2002年、われわれは顧客に流動資産を最大50%までゴールドにすべきだと助言した。長期保有で、トレード目的ではない。
ゴールドは当時、300ドル程度で、誰もゴールドに興味を持っていなかった。ゴールドは当時、20年も下落していて、普通の投資家は誰も興味を持たなかった。
だが誰もがその資産を嫌っていて、売られすぎの状態の時こそその資産を買うべきなのだ。

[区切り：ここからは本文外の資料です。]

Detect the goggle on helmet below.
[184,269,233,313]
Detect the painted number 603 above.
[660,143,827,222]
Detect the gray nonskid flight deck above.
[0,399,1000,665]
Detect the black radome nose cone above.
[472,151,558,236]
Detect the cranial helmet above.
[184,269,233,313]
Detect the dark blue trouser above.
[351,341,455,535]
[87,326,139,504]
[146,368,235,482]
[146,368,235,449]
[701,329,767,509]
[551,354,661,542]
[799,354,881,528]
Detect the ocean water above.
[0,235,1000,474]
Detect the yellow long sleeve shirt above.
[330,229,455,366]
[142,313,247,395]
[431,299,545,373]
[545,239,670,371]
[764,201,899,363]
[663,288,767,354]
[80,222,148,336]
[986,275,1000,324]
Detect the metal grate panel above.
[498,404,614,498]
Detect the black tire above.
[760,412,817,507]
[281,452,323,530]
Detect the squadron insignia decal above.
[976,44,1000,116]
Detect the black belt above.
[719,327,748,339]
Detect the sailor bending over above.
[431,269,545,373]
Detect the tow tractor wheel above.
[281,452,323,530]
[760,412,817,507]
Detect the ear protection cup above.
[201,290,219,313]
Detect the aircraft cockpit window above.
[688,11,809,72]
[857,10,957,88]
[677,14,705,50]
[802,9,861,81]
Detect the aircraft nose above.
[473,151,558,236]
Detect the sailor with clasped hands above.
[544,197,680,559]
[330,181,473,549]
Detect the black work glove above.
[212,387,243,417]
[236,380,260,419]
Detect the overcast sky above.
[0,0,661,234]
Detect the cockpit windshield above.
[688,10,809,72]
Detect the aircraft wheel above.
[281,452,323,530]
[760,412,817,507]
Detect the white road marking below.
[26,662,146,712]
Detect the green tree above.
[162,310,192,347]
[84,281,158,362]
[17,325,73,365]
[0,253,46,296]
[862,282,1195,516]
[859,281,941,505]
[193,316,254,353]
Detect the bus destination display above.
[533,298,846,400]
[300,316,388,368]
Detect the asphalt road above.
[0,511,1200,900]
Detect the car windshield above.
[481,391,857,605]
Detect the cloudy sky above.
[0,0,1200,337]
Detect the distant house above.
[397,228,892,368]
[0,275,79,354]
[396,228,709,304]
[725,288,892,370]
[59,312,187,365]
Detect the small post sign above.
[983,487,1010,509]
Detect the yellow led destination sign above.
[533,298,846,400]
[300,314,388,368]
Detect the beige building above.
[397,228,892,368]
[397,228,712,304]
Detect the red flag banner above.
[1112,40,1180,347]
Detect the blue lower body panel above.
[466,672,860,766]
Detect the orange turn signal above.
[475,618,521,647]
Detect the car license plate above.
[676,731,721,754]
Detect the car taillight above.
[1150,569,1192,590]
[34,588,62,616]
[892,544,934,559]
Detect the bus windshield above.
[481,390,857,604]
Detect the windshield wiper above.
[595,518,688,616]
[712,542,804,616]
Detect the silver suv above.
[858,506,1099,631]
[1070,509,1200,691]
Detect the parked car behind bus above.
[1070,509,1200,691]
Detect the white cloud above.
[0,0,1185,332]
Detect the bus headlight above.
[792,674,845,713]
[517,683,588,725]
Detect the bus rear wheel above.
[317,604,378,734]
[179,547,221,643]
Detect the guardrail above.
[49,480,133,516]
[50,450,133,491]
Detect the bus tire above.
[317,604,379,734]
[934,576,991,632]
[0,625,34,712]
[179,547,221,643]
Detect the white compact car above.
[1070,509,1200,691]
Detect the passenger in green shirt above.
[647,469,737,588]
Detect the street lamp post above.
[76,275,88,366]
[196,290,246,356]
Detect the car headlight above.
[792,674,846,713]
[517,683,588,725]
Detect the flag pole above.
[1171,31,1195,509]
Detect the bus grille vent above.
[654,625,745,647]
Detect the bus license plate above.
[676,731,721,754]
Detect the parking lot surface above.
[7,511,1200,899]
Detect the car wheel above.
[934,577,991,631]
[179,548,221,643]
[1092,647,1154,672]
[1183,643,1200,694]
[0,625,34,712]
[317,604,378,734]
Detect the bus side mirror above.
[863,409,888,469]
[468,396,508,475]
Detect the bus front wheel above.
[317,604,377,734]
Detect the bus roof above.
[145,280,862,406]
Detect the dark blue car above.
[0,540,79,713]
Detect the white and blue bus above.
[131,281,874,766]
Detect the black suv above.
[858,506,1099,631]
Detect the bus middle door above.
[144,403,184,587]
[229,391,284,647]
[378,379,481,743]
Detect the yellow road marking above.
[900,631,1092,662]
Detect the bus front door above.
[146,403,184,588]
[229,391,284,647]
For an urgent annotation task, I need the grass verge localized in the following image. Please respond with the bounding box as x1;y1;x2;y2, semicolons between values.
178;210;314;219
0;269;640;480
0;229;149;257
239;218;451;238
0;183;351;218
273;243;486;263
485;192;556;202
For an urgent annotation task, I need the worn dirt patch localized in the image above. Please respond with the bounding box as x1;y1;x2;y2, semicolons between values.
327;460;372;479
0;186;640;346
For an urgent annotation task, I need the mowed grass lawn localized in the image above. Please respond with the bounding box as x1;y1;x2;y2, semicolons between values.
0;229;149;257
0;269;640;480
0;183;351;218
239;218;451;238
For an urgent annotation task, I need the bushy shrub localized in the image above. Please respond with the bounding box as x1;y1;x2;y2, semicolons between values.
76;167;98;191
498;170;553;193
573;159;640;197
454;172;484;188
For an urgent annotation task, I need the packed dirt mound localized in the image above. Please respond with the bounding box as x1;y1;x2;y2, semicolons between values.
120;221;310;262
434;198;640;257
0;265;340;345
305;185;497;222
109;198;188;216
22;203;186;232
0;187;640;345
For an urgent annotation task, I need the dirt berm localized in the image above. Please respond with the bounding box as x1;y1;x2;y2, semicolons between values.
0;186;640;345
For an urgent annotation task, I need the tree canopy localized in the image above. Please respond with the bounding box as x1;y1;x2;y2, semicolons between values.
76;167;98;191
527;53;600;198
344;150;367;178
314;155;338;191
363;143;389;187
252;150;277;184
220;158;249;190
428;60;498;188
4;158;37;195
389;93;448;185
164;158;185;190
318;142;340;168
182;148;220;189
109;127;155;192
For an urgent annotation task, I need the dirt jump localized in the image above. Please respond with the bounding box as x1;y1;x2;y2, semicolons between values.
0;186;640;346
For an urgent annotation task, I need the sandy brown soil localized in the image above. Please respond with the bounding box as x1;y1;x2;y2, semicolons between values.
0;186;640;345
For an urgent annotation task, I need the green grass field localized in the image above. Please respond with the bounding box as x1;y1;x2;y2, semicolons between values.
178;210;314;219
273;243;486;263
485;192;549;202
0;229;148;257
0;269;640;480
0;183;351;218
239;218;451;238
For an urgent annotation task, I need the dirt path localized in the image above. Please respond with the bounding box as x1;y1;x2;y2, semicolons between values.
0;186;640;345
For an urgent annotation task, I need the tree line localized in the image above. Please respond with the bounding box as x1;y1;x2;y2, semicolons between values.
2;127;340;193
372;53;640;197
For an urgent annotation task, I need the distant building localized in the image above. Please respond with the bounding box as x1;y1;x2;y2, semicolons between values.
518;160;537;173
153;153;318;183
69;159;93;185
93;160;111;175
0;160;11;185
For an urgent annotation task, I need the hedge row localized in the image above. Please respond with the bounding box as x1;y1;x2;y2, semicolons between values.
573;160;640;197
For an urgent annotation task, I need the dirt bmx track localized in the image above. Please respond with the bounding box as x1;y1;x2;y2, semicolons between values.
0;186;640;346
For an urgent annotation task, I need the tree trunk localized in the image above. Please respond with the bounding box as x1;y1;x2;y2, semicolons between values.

何という長い投資期間だろう。しかしフォン・グライアーツ氏の判断は正しかった。金価格は次のように推移している。

金価格の上昇とドルの下落
だが何故ゴールドはこれほど長期に渡って上がり続けているのか。フォン・グライアーツ氏によれば、ゴールドが上がり続けていると言うのは語弊がある。
フォン・グライアーツ氏は次のように言っている。
だが前にも言ったように、ゴールドの価値が上がったわけではない。単にドルや他の通貨の価値が下がっているだけだ。
上記のように、通貨は長期的には政府によって価値を減らされてゆく。
上のチャートはゴールドの価値をドルで計ったものであり、そのチャートは上がり続けているが、逆に言えばそれだけドルの価値が下がっているということである。
つまり、ドル建て金価格の逆数を取ってチャートを逆さにすれば、ドルの価値をゴールドで計ったチャートが出来上がるのであり、それは長期的に物凄い勢いで下落しているのである。
紙幣の長期的な価値下落
中央銀行が自由にドル紙幣を印刷してドルの価値が下がらないと思っただろうか。だが日本の人々にはドルは上がっているように見えるだろう。それは単に、実際には下がっているドルよりも遥かに速いスピードで、日本円が暴落しているというだけのことである。
だから円でドルの価値を見れば上がっているように見える。
だからフォン・グライアーツ氏は紙幣でものの価値を計ることなど忘れてしまえと言っている。フォン・グライアーツ氏は次のように述べている。
通貨を基準に計ったゴールドの価値は重要ではない。紙幣の価値は下がり続けるからだ。何でもいいが、マクドナルドのハンバーガーやチキンがどれだけ買えるかの方が重要だ。
1971年からこれまでのところ99%も価値を失い、最終的には完全に価値を失うドル紙幣で計算した価値に意味はない。
結論
永遠に上がる資産などない。だがある意味ではゴールドは例外かもしれない。何故ならば、ゴールドが永遠に上昇するのではなく、紙幣の価値が永遠に下落するからである。
世界中の人々が、長期的に価値が下落すると分かっている紙幣で資産を貯蓄している。それがどれだけ馬鹿げたことか分かるだろうか。
では人々はどうすれば良いのか。フォン・グライアーツ氏は、紙幣が歴史的に常に価値を減らされてきたように、ゴールドが歴史的にどうなってきたかを次のように述べている。
ゴールドは歴史を生き抜いた唯一の通貨だ。そしてこれからも同じようになるだろう。
何故ならば、ゴールドの価値を政府が勝手に減らすことは出来ないからである。
厳密に言えば、ゴールドにも長期的な波はある。だが現在の長期の上げ相場がいつまで続くのかについては、前回の記事で書いておいた。
だが、歴史的にどういう状況でゴールドは長期的に買いであり、どういう状況でそうではないのかについては、Bridgewaterのレイ・ダリオ氏の『世界秩序の変化に対処するための原則』における歴史研究を読んでもらいたい。ゴールドを買うべき長期のトレンドがいつからいつまでなのかが分かるだろう。